Smart contract vulnerabilities are actively studied by the community. For example, researchers at the University of Cagliari have described various exploitation techniques. There are also tools to improve security—like Oyente, which automatically scans smart contracts for vulnerabilities.

“Criminal” smart contracts will likely find more uses in high-tech crime. For example, in the paper “Ring of Gyges: Investigating the Future of Criminal Smart Contracts,” researcher Ari Juels and colleagues explore how smart contracts can be used for malicious purposes.

How to Protect Your ICO Team: A Typical Scenario

The most vulnerable part of any project is its team. Poor protection of personal accounts and lack of basic cybersecurity hygiene often leads to compromised messenger and social media accounts, allowing attackers to spread phishing links, discredit the team, change website data, and more. The only thing worse is compromising the private keys to crypto wallets.
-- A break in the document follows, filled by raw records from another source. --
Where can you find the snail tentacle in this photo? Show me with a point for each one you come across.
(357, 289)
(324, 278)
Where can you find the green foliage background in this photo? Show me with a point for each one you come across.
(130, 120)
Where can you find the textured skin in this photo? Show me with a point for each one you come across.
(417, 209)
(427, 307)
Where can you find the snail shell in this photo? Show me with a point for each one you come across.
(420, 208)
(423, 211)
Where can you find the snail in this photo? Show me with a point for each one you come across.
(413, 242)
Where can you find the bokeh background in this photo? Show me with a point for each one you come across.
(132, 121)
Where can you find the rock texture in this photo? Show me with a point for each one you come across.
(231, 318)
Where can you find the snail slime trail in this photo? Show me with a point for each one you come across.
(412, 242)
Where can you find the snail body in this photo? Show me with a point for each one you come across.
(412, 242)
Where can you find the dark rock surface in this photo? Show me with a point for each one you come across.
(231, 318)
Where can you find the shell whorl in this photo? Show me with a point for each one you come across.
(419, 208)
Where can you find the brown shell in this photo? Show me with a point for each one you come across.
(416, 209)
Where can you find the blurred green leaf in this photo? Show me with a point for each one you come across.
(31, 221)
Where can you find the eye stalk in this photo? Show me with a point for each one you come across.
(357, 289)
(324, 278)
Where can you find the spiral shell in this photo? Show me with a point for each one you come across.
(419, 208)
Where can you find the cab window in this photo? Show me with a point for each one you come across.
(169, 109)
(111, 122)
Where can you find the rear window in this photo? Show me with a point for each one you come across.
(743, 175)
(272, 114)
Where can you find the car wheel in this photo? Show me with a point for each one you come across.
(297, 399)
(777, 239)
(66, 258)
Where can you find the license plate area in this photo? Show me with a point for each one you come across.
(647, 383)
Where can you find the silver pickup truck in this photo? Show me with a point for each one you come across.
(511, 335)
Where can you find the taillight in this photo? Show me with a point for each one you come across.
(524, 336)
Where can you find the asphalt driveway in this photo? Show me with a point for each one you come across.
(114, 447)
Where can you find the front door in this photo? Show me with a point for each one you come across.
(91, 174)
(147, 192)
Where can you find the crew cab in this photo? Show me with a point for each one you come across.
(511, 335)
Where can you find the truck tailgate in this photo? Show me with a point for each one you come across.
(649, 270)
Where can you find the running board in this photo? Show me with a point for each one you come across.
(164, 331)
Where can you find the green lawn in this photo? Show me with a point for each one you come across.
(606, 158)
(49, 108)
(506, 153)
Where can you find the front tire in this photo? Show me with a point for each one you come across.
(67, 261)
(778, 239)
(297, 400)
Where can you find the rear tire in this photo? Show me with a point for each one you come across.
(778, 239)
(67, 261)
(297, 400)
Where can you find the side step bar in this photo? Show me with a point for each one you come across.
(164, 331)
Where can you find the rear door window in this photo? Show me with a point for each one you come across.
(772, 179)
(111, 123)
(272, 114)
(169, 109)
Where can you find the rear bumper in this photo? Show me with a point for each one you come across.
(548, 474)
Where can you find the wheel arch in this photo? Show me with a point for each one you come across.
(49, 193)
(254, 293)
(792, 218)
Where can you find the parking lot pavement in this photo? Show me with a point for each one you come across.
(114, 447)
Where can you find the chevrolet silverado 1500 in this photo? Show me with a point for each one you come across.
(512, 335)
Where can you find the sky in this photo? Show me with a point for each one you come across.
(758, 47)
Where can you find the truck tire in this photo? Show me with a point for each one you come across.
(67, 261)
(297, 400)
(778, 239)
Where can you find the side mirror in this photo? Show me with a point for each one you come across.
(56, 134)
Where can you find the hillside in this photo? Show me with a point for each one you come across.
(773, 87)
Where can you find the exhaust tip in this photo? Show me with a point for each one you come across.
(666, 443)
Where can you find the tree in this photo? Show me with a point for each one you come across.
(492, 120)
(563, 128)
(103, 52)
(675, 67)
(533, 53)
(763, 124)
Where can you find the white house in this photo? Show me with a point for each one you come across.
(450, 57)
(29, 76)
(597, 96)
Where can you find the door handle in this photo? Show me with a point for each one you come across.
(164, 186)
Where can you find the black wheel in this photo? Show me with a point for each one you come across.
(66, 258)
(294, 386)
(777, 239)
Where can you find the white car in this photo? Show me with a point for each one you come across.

Here’s what you should do to keep your ICO safe from crime:

  • DDoS Protection: Almost every popular project faces DDoS attacks. Invest in quality DDoS protection in advance. Site downtime often scares off potential investors.
  • Team Account Security: All team members should secure their social media accounts, enable two-factor authentication, and use strong password policies.
  • Application Security: Check everything for vulnerabilities and properly configure access to critical server services.
  • Smart Contract Audits: At a minimum, scan your smart contracts with automated tools to check for known vulnerabilities.
  • Educate Your Community About Phishing: This is a simple and inexpensive step that can greatly reduce the risk of investors losing funds.